31andOnly wins for being the only person to guess the Suns would win.


----------



## JayRedd (Jan 2, 2006)

clownskull said:


> the ugly truth-
> this team needs an overhaul. assuming for a moment that the pacers even make the playoffs, they aren't making it out of the first round- not a chance. this team has no real identity and we must face facts that there is no way jermaine will be anything close to 100% or even 85% by the time playoffs start. then there is the situation that we still have about 11 or so games left and tinsley will probably have something go wrong with him between then and now so there you go as far as developing chemistry.
> i would rather have a lesser talented pg who can play than a talented but oft-injured tinsley.
> this team cannot win close games and has proven time and again that they can and usually do lose to the teams with the worst records in the league (sometimes in an embarassing blowout fashion) it would be one thing if one really bad team just had our number but, they all do. that should be a glaring red flag that several things MUST be done. this current roster isn't going to achieve much.
> ...


Its unfortunate, but this may be the sad, honest truth. It's possible these guys have just gone through way too much over the last two years to really, "rebuild" from within. There's only so much a group of the same guys can endure with the same coach and the same misfortune.

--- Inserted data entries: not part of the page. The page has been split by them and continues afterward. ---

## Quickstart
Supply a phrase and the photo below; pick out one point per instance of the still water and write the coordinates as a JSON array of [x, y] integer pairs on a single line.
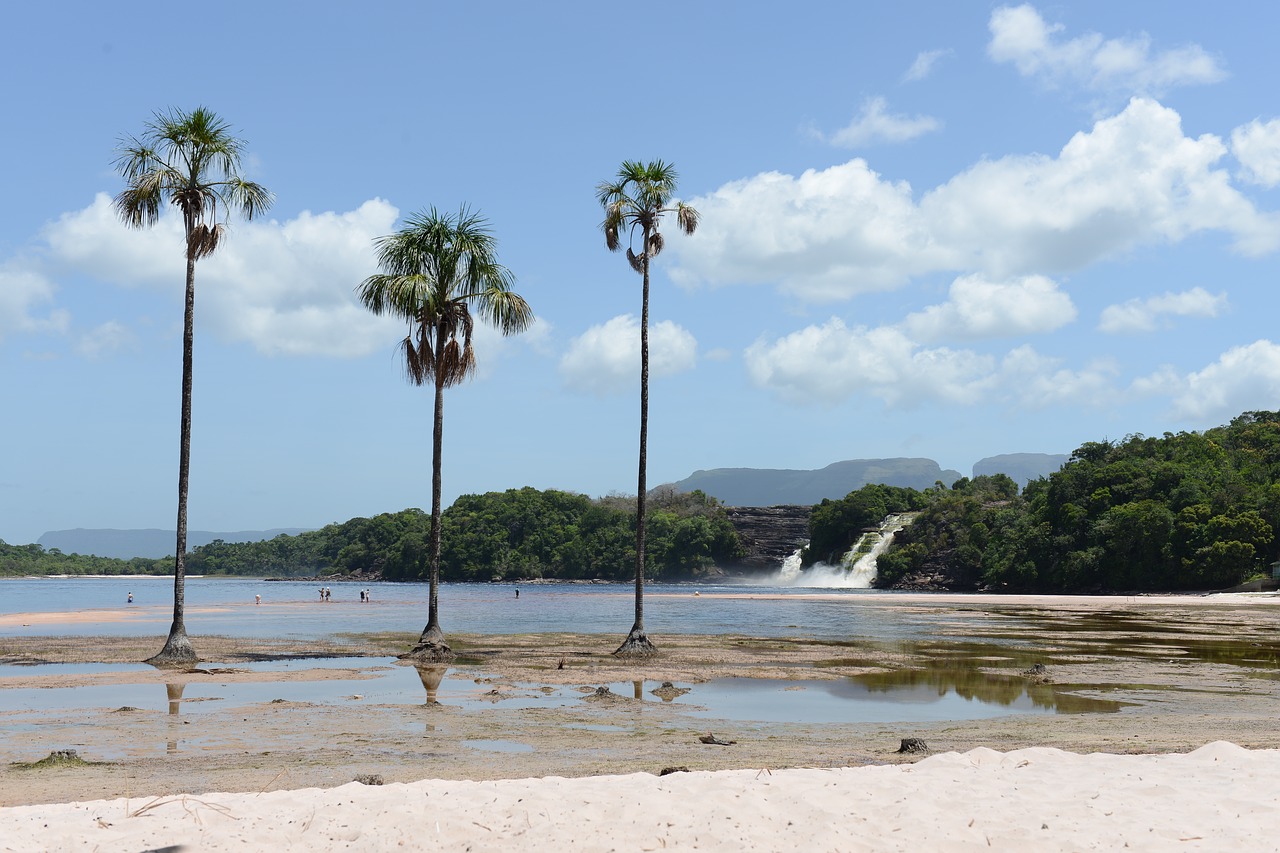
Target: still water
[[224, 606]]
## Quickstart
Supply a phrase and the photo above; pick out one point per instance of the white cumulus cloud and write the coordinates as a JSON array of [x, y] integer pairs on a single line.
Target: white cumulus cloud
[[1150, 314], [874, 123], [23, 291], [979, 308], [1020, 35], [1244, 378], [830, 363], [606, 359], [923, 64], [1257, 146], [105, 338], [828, 235]]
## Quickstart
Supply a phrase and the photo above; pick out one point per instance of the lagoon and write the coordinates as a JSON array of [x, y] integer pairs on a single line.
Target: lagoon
[[225, 606]]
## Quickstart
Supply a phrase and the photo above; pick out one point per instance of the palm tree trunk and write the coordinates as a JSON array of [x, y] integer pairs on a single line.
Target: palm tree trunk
[[430, 646], [178, 649], [636, 644]]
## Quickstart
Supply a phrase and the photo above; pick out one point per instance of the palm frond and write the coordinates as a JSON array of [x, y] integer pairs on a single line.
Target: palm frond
[[686, 218], [656, 243], [434, 269], [636, 263], [192, 162]]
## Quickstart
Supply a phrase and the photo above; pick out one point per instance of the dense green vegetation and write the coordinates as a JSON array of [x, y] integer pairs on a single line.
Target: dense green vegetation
[[1183, 511], [502, 536], [17, 561], [506, 536]]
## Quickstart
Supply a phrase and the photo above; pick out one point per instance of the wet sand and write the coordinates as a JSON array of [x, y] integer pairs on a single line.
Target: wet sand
[[1187, 671]]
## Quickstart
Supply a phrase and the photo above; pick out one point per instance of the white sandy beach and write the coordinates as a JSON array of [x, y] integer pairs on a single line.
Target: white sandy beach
[[1219, 797]]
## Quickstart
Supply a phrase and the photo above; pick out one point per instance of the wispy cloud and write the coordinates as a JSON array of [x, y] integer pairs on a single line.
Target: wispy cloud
[[1152, 313], [923, 64], [1125, 65], [874, 123]]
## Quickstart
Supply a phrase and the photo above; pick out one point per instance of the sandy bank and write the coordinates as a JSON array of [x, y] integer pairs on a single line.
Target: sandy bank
[[1219, 797]]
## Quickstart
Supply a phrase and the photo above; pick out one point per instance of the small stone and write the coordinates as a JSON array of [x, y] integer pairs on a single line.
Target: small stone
[[913, 747]]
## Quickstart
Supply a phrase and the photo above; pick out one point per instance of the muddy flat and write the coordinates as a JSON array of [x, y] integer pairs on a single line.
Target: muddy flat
[[1086, 675]]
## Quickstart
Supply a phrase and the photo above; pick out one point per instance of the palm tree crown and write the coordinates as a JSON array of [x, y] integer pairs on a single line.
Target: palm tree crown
[[192, 162], [638, 200], [433, 270]]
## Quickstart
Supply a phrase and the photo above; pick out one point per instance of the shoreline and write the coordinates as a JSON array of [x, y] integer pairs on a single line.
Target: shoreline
[[1217, 797], [1180, 671]]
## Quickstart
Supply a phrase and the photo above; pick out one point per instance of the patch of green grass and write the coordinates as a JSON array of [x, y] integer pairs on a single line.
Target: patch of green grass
[[58, 758]]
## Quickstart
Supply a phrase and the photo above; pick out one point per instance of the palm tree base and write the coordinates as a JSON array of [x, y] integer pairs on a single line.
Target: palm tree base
[[177, 653], [636, 644], [429, 651]]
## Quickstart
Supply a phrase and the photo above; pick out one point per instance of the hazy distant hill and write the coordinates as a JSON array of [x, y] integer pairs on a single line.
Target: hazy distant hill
[[1020, 466], [775, 487], [146, 543]]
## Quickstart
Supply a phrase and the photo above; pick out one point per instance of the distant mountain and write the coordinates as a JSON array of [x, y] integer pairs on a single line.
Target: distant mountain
[[776, 487], [1020, 466], [151, 543]]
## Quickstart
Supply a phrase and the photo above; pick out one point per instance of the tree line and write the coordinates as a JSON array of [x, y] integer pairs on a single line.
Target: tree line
[[517, 534], [1185, 511]]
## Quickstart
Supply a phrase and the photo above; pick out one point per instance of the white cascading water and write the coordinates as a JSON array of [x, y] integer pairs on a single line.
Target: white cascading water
[[790, 569], [856, 569]]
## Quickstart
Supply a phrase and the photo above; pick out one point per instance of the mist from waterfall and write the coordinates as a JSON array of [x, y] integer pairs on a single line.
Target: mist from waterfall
[[855, 570]]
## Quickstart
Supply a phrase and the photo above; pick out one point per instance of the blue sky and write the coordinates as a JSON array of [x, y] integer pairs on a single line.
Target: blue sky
[[944, 229]]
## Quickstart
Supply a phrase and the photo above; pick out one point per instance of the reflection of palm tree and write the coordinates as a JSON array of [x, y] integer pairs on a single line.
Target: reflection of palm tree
[[192, 162], [174, 692], [636, 201], [432, 678], [435, 270]]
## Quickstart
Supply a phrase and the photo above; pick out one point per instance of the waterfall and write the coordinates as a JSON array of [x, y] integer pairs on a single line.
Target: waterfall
[[855, 570], [790, 568]]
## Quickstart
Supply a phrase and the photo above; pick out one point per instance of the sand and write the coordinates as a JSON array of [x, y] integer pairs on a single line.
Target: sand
[[1219, 797], [1191, 679]]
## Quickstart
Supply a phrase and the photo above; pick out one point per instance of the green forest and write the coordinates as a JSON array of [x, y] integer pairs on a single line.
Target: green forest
[[1185, 511], [502, 536]]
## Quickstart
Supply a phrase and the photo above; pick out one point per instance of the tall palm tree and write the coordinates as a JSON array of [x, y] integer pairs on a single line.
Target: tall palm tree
[[192, 162], [635, 203], [437, 270]]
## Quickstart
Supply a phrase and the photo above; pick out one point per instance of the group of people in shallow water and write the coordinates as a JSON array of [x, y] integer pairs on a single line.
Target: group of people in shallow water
[[327, 594]]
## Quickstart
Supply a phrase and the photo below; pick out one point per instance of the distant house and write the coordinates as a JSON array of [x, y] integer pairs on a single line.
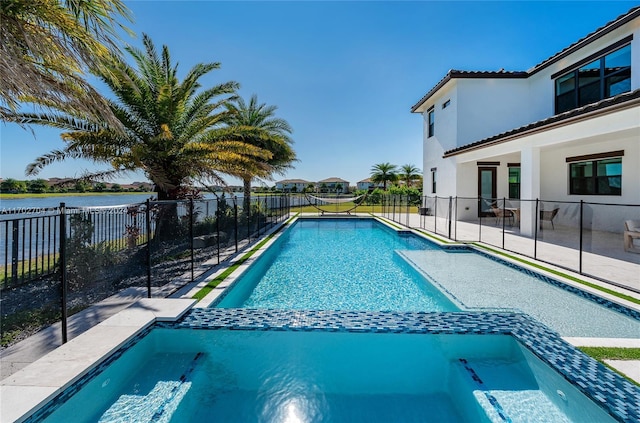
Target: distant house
[[368, 184], [292, 185], [332, 185], [568, 129]]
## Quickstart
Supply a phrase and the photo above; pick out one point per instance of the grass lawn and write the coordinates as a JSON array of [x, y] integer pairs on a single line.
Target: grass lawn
[[341, 208], [611, 353]]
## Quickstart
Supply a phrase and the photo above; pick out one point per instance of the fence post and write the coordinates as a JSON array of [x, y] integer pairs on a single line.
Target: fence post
[[218, 215], [394, 209], [435, 214], [248, 213], [479, 219], [235, 222], [63, 268], [14, 250], [581, 225], [148, 223], [455, 238], [191, 205], [535, 231], [504, 204], [408, 211], [450, 213]]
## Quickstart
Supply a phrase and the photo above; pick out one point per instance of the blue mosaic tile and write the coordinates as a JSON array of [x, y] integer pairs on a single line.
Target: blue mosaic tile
[[616, 395]]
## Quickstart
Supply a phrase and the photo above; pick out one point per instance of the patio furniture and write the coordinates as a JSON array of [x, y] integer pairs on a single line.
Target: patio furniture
[[548, 215], [631, 232]]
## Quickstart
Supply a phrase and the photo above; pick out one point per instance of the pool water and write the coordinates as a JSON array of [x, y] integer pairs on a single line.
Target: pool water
[[255, 376], [361, 264], [338, 264]]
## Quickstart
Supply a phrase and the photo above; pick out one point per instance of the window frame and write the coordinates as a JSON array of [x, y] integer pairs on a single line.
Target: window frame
[[590, 185], [434, 175], [514, 184], [431, 122], [579, 87]]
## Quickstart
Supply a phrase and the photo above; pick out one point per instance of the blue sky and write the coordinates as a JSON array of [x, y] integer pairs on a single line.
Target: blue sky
[[343, 74]]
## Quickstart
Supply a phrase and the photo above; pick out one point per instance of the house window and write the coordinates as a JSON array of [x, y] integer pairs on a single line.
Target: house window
[[431, 121], [606, 76], [434, 173], [514, 182], [596, 177]]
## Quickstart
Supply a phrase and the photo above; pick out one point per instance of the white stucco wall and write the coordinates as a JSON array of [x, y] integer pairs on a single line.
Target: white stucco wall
[[487, 107], [444, 138], [542, 87]]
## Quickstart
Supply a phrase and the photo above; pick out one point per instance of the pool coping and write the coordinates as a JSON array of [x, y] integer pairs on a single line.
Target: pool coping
[[610, 391], [32, 387]]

So with this offseason, I'm putting my faith in Larry and Donnie's hands and hoping for the best. Honestly, the only guys I feel like we need to keep are JO, The Gift and Harrison. Every body else on this roster is VERY expendable at this point. Just please Larry, don't re-sign Peja.


----------



## Pacers Fan (Aug 25, 2002)

JayRedd said:


> So with this offseason, I'm putting my faith in Larry and Donnie's hands and hoping for the best. Honestly, the only guys I feel like we need to keep are JO, The Gift and Harrison. Every body else on this roster is VERY expendable at this point. Just please Larry, don't re-sign Peja.


I pretty much agree. I would not want to be in Bird's or Walsh's situation right now. I do trust them to make good decisions this off season. We need to keep Freddie, Granger, Harrison, Foster, and Gill at least. Some tougher ones for me are Tinsley, Croshere, and Pollard. Tinsley and Pollard are injury prone, but both nice players when healthy. Croshere's good for the first half of seasons, but seems to wear out. Plus, his contract isn't great. I doubt anyone wants him, but I don't want him to be traded just to unload his contract.


----------



## JayRedd (Jan 2, 2006)

Pacers Fan said:


> I pretty much agree. I would not want to be in Bird's or Walsh's situation right now. I do trust them to make good decisions this off season. We need to keep Freddie, Granger, Harrison, Foster, and Gill at least. Some tougher ones for me are Tinsley, Croshere, and Pollard. Tinsley and Pollard are injury prone, but both nice players when healthy. Croshere's good for the first half of seasons, but seems to wear out. Plus, his contract isn't great. I doubt anyone wants him, but I don't want him to be traded just to unload his contract.


Contract isn't great is the understatement of the century. But next year's the final year, so he will actually become a trading chip for us before the deadline if Bird wants to swing some deals. But I say that since we've endured the contract this long, may as well let it come off of our books.

And I respect you unapologelic love for Eddie Gill. Annoying, but I respect it. God knows what would happen if we ever lost Eddie Gill. :wink:


----------



## Pacers Fan (Aug 25, 2002)

> And I respect you unapologelic love for Eddie Gill. Annoying, but I respect it. God knows what would happen if we ever lost Eddie Gill. :wink:


I'd probably find a new scrub to support. First Jamison Brewer, then James Jones, now Eddie Gill.


----------



## Gonzo (Oct 14, 2004)

> 10000.00 points donated to 31andOnly successfully!


I hope I didn't donate twice.


----------